This is another in the series of Flash Fiction Challenges put together by photographer Dani over at Postcards from the Mothership and author Christine Hennebury. A few of us write a short piece each week(ish) based on a photo sent to us by Dani. Here’s my entry from this week.
PlantingI’ve set a timer on my watch. Every afternoon at 3:35, it beeps.
I’m usually out in the garden. There’s always something to work on out there. Not like at the old employee barracks, where the mine’s tailing ponds came almost up your backyard, and nothing would grow. Now that Luke and I have moved out here, closer to head office, I’m putting in marigolds and some petunias out front, and maybe a vegetable garden out back.

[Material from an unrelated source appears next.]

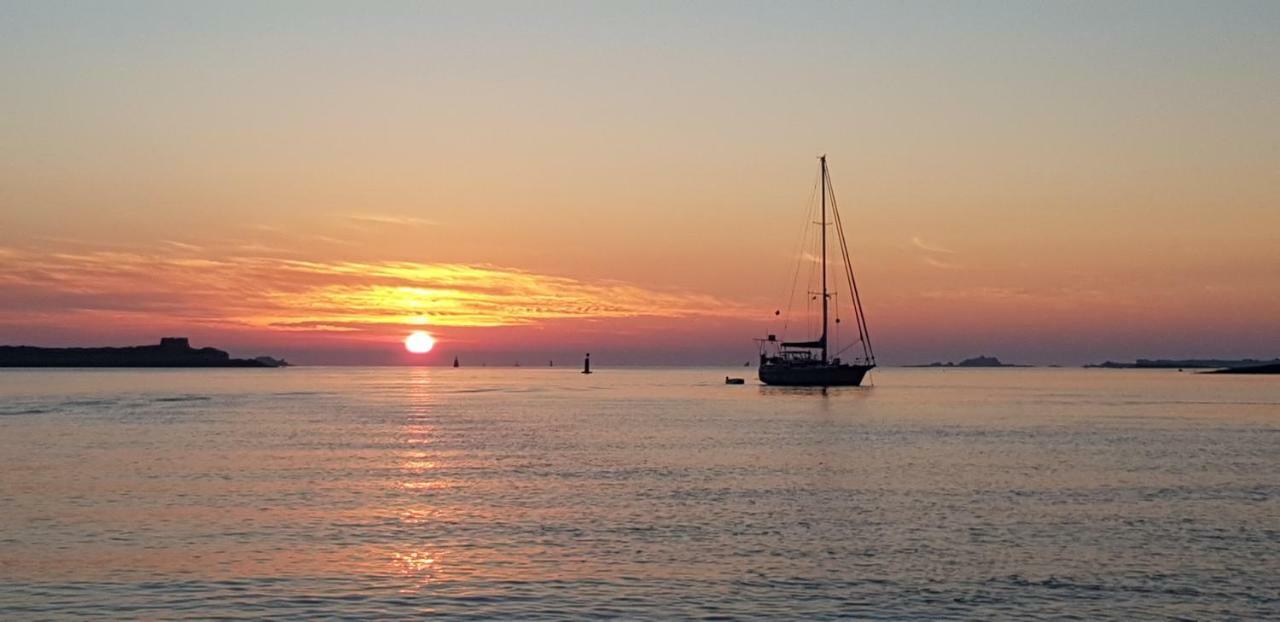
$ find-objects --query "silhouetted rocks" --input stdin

There’s so much space – I’ll have to plan for some larger bushes, maybe some lilacs, to fill in the acreage, and there’s plenty of room for a butterfly garden down along the road. When I sent Terry the pictures I knew she’d be green with envy, but I only meant to show her what was possible if she managed to get Mike off his ass every now and again and earn himself a promotion, too. Clean air, country living, fresh starts.
I like to make sure I’m out front when the timer goes, and I raise my head from the flower beds to look. It’s a ways down to the road – not sure what we’ll do with such a long laneway in the winter – but I can still see the dark yellow as the school bus rumbles by. It’s warm enough now that sometimes the kids have the windows open, and it’s a mad cacophony, a burst of laughter and singing and squealing. The road still full of potholes from the winter’s snow and ice, and the bus shakes slowly over them, giving me a good long minute to look, and wonder.
The oldest would have been on there, I often think. Lost at just ten weeks along. Certainly well into grade school by now, if things had been different.
The second one too, by now. Made it eleven weeks with that one. After that, Luke wanted to stop trying but what he didn’t know wouldn’t hurt him. There’d be a few other babies at my feet by now, if only.
My watch beeps but I’ve already heard the engine coming down the road, the sound of the tires in the ruts. I look up, hands dirty, a marigold pulled from its pot but not yet in the ground dangling with roots and dirt from my hand. Some of the children are waiving out the window today – I doubt they can see me. They just want to wave at the world. It’s a beautiful place, sometimes.
When the bus passes I turn back to my garden, shifting carefully when I feel a little twinge. It’s been four months now, and that’s the longest I’ve ever made it. I noticed yesterday that my gardening pants – the big wide ones, the ones that are too baggy to wear into town – are getting a little snug. It’s too early to think of the school bus coming to a stop at the end of the lane, someone skipping down past the butterfly garden, up the laneway to the house with the marigolds. It’s too early, I tell myself.
But somewhere inside, hope is growing anyway.